U.S. Treasuries are considered a safe haven because of their risk-free nature; the government repays these debt securities when the bills mature.

  

How to trade safe-haven assets?

Now that we have identified which markets to trade, do you know how and when to trade? The market is volatile and traders should study the prices of assets such as growth stocks, the US dollar index, industrial commodities, as well as employment data and Fundamental factors such as GDP to understand how the economy is performing.
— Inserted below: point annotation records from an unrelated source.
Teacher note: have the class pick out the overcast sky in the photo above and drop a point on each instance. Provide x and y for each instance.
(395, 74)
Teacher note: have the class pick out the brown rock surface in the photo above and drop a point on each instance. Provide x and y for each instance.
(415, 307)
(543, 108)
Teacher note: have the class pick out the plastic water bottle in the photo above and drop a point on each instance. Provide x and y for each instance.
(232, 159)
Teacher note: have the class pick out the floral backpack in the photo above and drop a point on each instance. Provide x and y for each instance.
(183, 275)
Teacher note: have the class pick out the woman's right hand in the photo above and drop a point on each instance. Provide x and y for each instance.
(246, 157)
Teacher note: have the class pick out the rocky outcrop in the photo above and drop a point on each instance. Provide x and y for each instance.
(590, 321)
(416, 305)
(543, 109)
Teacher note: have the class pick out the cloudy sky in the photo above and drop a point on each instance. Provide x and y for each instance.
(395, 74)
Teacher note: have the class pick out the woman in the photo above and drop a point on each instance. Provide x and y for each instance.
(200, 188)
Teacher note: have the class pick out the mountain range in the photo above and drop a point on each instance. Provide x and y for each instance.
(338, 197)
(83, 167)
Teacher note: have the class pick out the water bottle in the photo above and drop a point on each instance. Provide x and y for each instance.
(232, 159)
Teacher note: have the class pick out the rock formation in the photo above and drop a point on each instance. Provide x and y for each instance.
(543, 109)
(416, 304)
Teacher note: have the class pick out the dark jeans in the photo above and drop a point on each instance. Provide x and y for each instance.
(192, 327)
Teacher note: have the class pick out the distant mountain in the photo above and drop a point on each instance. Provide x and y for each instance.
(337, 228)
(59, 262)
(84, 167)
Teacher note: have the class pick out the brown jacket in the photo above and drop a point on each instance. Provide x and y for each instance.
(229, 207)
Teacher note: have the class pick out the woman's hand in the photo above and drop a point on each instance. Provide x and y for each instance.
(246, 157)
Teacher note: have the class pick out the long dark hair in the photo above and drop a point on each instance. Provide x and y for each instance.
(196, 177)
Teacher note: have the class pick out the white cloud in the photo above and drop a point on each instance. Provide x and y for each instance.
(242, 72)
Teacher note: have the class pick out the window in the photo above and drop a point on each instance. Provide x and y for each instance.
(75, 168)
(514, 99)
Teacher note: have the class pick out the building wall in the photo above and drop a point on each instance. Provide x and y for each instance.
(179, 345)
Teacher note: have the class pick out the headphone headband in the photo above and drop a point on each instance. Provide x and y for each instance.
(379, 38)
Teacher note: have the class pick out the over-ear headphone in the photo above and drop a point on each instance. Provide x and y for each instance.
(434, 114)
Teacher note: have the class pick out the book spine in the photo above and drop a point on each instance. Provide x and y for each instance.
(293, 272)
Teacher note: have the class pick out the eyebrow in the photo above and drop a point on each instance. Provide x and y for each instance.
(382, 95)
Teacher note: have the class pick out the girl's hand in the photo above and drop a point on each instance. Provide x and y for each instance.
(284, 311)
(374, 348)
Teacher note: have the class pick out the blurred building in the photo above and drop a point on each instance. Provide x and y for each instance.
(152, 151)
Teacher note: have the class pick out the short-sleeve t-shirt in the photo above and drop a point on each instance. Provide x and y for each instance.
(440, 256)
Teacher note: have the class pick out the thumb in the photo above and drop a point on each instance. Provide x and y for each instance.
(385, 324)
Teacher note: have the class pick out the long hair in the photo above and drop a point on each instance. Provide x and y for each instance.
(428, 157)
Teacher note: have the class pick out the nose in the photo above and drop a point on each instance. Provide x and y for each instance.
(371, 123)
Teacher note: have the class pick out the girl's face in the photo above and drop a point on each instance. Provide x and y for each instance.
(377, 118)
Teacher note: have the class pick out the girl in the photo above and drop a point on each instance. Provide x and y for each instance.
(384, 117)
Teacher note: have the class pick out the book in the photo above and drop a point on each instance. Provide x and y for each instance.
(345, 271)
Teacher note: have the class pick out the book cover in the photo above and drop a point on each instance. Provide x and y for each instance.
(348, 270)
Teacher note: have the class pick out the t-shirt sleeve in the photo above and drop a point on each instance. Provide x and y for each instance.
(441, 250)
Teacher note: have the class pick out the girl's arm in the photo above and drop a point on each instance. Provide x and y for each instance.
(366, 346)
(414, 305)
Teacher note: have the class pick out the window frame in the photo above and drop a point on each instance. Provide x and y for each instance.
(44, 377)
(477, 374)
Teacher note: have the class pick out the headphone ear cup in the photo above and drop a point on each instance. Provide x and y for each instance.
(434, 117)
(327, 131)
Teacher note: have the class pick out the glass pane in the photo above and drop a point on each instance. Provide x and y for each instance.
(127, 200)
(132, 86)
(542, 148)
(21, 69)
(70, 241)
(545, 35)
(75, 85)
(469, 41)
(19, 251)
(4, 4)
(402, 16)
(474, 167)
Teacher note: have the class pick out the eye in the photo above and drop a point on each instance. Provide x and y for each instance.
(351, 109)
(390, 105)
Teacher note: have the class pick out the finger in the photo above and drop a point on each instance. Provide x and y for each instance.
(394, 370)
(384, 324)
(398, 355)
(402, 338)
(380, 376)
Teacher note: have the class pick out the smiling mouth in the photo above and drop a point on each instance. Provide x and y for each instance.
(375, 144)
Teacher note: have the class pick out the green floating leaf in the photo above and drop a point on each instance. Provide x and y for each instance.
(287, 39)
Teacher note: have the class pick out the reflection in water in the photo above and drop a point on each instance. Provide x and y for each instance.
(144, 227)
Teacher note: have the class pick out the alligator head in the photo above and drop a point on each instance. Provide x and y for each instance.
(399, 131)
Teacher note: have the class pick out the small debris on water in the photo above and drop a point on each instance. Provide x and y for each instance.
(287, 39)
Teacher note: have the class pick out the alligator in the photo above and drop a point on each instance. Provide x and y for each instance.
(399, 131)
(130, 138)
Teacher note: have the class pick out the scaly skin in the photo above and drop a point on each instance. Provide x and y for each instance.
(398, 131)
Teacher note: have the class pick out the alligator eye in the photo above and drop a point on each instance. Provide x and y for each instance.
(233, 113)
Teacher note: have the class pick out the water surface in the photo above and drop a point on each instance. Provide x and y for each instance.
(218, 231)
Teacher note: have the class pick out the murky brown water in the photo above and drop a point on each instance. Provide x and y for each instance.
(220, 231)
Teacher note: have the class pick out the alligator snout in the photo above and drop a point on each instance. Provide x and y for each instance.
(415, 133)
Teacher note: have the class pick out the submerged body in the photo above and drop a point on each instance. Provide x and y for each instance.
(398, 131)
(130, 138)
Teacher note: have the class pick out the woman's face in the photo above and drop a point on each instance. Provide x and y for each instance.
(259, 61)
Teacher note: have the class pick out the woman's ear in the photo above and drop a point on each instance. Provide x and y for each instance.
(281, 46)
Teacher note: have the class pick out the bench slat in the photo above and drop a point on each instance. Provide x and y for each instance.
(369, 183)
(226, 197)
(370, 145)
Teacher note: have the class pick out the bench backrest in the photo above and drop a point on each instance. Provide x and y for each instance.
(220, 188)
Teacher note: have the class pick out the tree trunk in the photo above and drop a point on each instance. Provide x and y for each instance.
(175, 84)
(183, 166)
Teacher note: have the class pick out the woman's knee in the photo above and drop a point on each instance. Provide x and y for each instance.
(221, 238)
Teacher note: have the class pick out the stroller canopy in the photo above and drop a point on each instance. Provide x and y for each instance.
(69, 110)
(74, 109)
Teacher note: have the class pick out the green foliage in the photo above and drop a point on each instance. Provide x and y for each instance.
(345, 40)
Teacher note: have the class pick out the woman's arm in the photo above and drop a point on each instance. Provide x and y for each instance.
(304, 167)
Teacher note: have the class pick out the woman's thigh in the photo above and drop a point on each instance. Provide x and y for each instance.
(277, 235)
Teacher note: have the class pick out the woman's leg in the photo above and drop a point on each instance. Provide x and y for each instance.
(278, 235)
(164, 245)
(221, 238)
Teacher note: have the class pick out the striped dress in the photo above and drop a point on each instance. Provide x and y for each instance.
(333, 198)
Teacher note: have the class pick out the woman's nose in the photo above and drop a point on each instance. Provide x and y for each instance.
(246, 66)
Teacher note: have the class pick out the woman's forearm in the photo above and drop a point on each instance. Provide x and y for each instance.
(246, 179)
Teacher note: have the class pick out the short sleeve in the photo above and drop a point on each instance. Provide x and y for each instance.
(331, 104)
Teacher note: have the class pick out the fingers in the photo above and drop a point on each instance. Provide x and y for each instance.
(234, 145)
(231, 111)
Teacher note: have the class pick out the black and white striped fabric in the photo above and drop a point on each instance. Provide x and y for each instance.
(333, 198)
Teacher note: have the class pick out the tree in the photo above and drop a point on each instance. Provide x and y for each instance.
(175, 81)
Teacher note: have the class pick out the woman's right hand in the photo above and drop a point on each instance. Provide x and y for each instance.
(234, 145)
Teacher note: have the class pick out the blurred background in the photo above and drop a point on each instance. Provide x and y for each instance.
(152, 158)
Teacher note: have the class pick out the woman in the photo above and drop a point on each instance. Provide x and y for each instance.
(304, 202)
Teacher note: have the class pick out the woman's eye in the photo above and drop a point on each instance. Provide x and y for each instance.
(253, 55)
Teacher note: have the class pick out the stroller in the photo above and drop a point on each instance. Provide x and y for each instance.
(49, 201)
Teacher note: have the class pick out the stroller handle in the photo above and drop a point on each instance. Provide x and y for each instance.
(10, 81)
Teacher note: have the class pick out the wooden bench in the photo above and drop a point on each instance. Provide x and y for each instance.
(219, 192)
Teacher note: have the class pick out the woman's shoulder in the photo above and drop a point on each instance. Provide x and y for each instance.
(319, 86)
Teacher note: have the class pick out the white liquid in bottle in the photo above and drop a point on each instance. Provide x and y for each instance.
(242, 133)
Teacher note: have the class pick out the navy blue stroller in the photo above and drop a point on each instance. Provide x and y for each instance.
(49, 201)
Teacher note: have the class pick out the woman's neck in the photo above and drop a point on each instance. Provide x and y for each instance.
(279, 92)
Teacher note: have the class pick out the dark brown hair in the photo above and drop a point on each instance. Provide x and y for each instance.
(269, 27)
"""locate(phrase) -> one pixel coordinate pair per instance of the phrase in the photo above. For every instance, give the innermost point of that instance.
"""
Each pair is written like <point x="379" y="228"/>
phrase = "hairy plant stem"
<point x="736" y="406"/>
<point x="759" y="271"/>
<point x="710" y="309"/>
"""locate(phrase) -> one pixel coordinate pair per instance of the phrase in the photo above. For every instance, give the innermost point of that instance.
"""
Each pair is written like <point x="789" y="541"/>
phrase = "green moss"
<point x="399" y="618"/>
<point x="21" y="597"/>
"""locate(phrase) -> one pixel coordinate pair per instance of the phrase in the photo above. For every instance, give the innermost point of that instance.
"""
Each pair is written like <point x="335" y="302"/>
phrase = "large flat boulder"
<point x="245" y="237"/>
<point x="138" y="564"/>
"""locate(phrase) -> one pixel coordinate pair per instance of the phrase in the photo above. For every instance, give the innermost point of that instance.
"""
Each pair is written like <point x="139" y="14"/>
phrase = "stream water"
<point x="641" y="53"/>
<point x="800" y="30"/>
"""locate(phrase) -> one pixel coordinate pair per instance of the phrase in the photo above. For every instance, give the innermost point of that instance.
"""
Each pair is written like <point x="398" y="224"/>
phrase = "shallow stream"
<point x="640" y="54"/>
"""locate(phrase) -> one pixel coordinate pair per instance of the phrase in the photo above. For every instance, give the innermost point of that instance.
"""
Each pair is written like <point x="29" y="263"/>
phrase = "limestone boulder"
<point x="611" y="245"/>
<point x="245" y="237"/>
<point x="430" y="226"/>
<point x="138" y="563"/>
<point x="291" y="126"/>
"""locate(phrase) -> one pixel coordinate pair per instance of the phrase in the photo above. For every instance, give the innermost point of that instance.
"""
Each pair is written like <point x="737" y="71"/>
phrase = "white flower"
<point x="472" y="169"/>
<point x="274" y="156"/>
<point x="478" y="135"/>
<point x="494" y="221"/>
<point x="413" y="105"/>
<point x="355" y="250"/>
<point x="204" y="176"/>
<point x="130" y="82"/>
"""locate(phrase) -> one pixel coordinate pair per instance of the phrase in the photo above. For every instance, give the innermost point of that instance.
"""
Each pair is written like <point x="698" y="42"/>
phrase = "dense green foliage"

This will give you a better understanding of when a downturn is likely and when to invest a portion of your portfolio in more defensive assets.

 

For example, there are three factors that can predict a recession:

The U.S. Treasury yield curve is upside down: Although the yield curve does not necessarily decline when it reverses, this event is indeed a prelude to recession in history. 

Bad business / consumer confidence data: If consumers and businesses do not have confidence in the economy, they are less likely to spend or invest in the future, which may lead to a contraction in economic growth and a downturn in the economy.

Negative employment statistics: Employment statistics not only provide insight into recruitment intentions, but also length of work. When companies cut hours or hire temporary workers, they may be nervous about economic conditions. 

Safe haven assets: key takeaways

Pay close attention to fundamentals: As mentioned earlier, fundamental factors such as employment statistics and business confidence can predict both a market downturn and an economic boom. Therefore, following as many fundamental factors as possible will give you a good measure of when to enter-and when to leave-a haven.

Consider technical indicators: When an asset enters an overbought / oversold area, indicators such as the relative strength index will be displayed. Combined with fundamental factors, this can give investors a clearer idea of ​​when to enter or exit a transaction.

Historical price movements are important: keep in mind that sometimes hedge assets may not perform as expected. For example, with the advent of the financial crisis, the market had expected gold to soar in 2008-but instead, banks exchanged reserves for cash to increase the liquidity of the dollar. Gold did not enter the bull market until the following year.